I wrote a bit about representing structured data in the last post. Here's some ideas for how I plan to index the data.

Indexing graphs as subject ranges

In indexing triples I need to provide indexed lookups for all 6 of the possible triple query patterns:

s->po sp->o p->os po->s o->sp os->p

(s=subject p=property/predicate o=object)

Most mature triplestores also index a 4th query element 'graph' or 'context'. I intend to support this query type without expanding the index by using a trick: In my triples format the fact that the subjects are auto-generated and local to the graph means I can choose them to be sequential and effectively re-use them as graph indexes - e.g. subjects between 193 and 11255 belong to graph 2 etc.. So for example the 'os->p' indexing can also support a 'og->sp' query pattern by restricting the range of subject matches to only those in the appropriate range.

Cache locality and triple indexes

I mentioned in my last post that I indended to use memory mapped sorted arrays for indexing. Nick Johnson left a comment on my last post (thanks Nick!) alerting me to the better cache locality properties of n-ary trees (where n is the number of elements that fit in a disk block) rather than using binary searching flat arrays.

This is an order of magnitude improvement. For example, for a 1 million element array of 32bit values you can do each cold search in just 3 page faults ( log1024(1M)=3, assuming block size of 4096 - i.e. 1024 elements per block). A binary search on a cold 1M element flat array would yield something more like ~22 faults (I'm assuming the last 10 lookups would happen in the same block). This prompted me to do some reading on cache coherency.

As it turns out (unless I'm missing something) the actual approach I had in mind should be pretty optimal cache locality wise. The plan is to exploit the even randomness of the hashes to reduce the searching overhead, hopefully amortizing to constant lookup (and fault) times.

To illustrate this, consider the o->ps and op->s lookup patterns. I plan to index these through a 3 level hierarchy of sorted arrays o->p->s: I.e. a sorted array of objects, each which points to a child array of predicates, each of which points to subjects.


[o1 o2 o3 o4 o5 o6 o7 ...] (object array)
          /          
         /           
   ...][p1 p2 p3 p4][..    (o4 predicate array)
          /
         /
  ...][s1 s2 s3 s4][....     (o4 p2 subject array)

The trick here is that each array is a sorted array of unique hashes, which because of the randomness of the hash should be evenly spread over the search space.

That means that an object with hash 'h' should be approximately in the position:

(h / hash-range) * numelements.

E.g. if the hash range is unsigned 32bit (0-4294967295), a 2147483648 value is in the middle of the array. The search would try this position first, and then use linear probing to locate the value.

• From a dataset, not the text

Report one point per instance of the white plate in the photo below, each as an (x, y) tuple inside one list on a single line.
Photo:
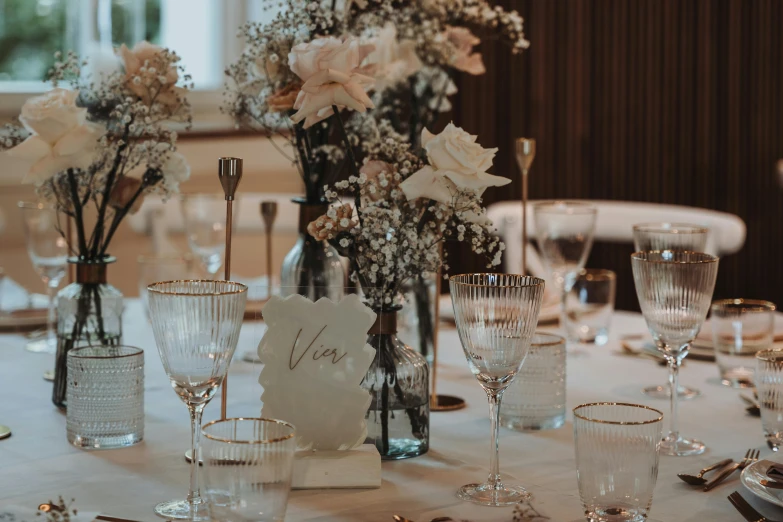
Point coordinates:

I'm hoping that this will result in 3 page faults to locate the first matching triple regardless of the size of the data. Because it doesn't implicitly rely on any block size it should also respond well to L1/L2 caching (unless I'm missing something!).

Hash lengths

As mentioned in the previous post I'm planning on internally identifying each symbol with a 64bit hash, along the same lines as 3store. However I'm currently thinking that I'll only use the first 32 bits in the top 2 lookup indexes. This will make the indexes denser which I think should help with L1/L2 cache locality when probing for a match. Of course the tradeoff is that there will be a lot of duplicate hashes - to account for these I'll put the latter 32bits in the 3rd level data arrays so that they can be filtered before joining.

N.B. I have no empirical performance data to back up any of these ideas, so this is all speculation at the moment (and likely to change as I gain in experience). I'd appreciate it if anybody can see where I've overlooked something or has any more optimal ideas for storing static triple data.